The decision to acquire risk will depend primarily upon the perceived attractiveness of the price.

For example, if the fee earned on a credit default swap is 50 basis pints of the amount of the credit (the "notional amount") at a time when the interest rate on loans for similarly rated credits is 40 basis points above Libor, a third party may decide the credit default swap to be more attractive for the same risk profile than a direct loan purchase (proving Walter Wriston's observation that even traditional banking is risk intermediation).

Other benefits of a credit default swap include customized maturities and less use of the balance sheet.

These basic building blocks can be modified in any way the parties choose. As with other over-the-counter derivatives, their appeal is in the flexibility. A lender entering into these swaps will have the same risk diversification motivations as a lender syndicating a credit, but these products may allow more customized solutions.

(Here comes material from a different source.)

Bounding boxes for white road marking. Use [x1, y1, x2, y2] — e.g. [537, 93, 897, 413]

A lender might desire default protection for only a certain period of the loan, for example, the introduction of a new product by the borrower. Conversely, a lender may accept a greater degree of risk at the beginning of a loan and then later wish to take profits on the higher spread it negotiated when the loan had a riskier profile.

Traditional loan sales present certain relationship issues. Borrowers are concerned about a new bank having rights against them while lenders are concerned about participants taking over their lead roles. Swaps may lessen these concerns as there is no direct relationship between the borrower and the third party.

Credit derivatives may allow debt portfolios to continuously rebalance their risk profiles and utilize the risk diversification principles of modern portfolio theory. The fact that a third party desires additional risk is evidence that the other side of risk is reward.

Risk is not a toxic waste to be disposed of. Too little risk means no chance of gain. A risk avoided is also a possible gain avoided. The credit derivatives may also attract participants other than banks to the commercial loan market, increasing liquidity and the availability of credit.

A number of regulatory issues need to be resolved before the credit derivatives market can reach its potential. For example, the treatment under bank lending limits needs to be resolved. It would seem that credit default swaps should be viewed as funded loans, as are standby letters of credit.

If so, this logical corollary is that the lending bank should be considered to have made a loan only the extent of the notional amount not subject to a swap. Put differently, there should not be a double counting.

Under risk-based capital rules, exposures to depository institutions have a lower capital charge than unsecured exposure to corporations. It would seem that the capital charges of a credit to a corporation should be reduced to that of a depository institution to the extent another depository institution has assumed the default risk. Additional ambiguities may exist under the Commodity Exchange Act and state insurance and gaming laws.

The regulatory system must recognize the risk-reducing benefits of these products if they are to be used to their full economic benefit.

Mr. Karol in a partner in the New York law firm of Carter, Ledyard & Milburn.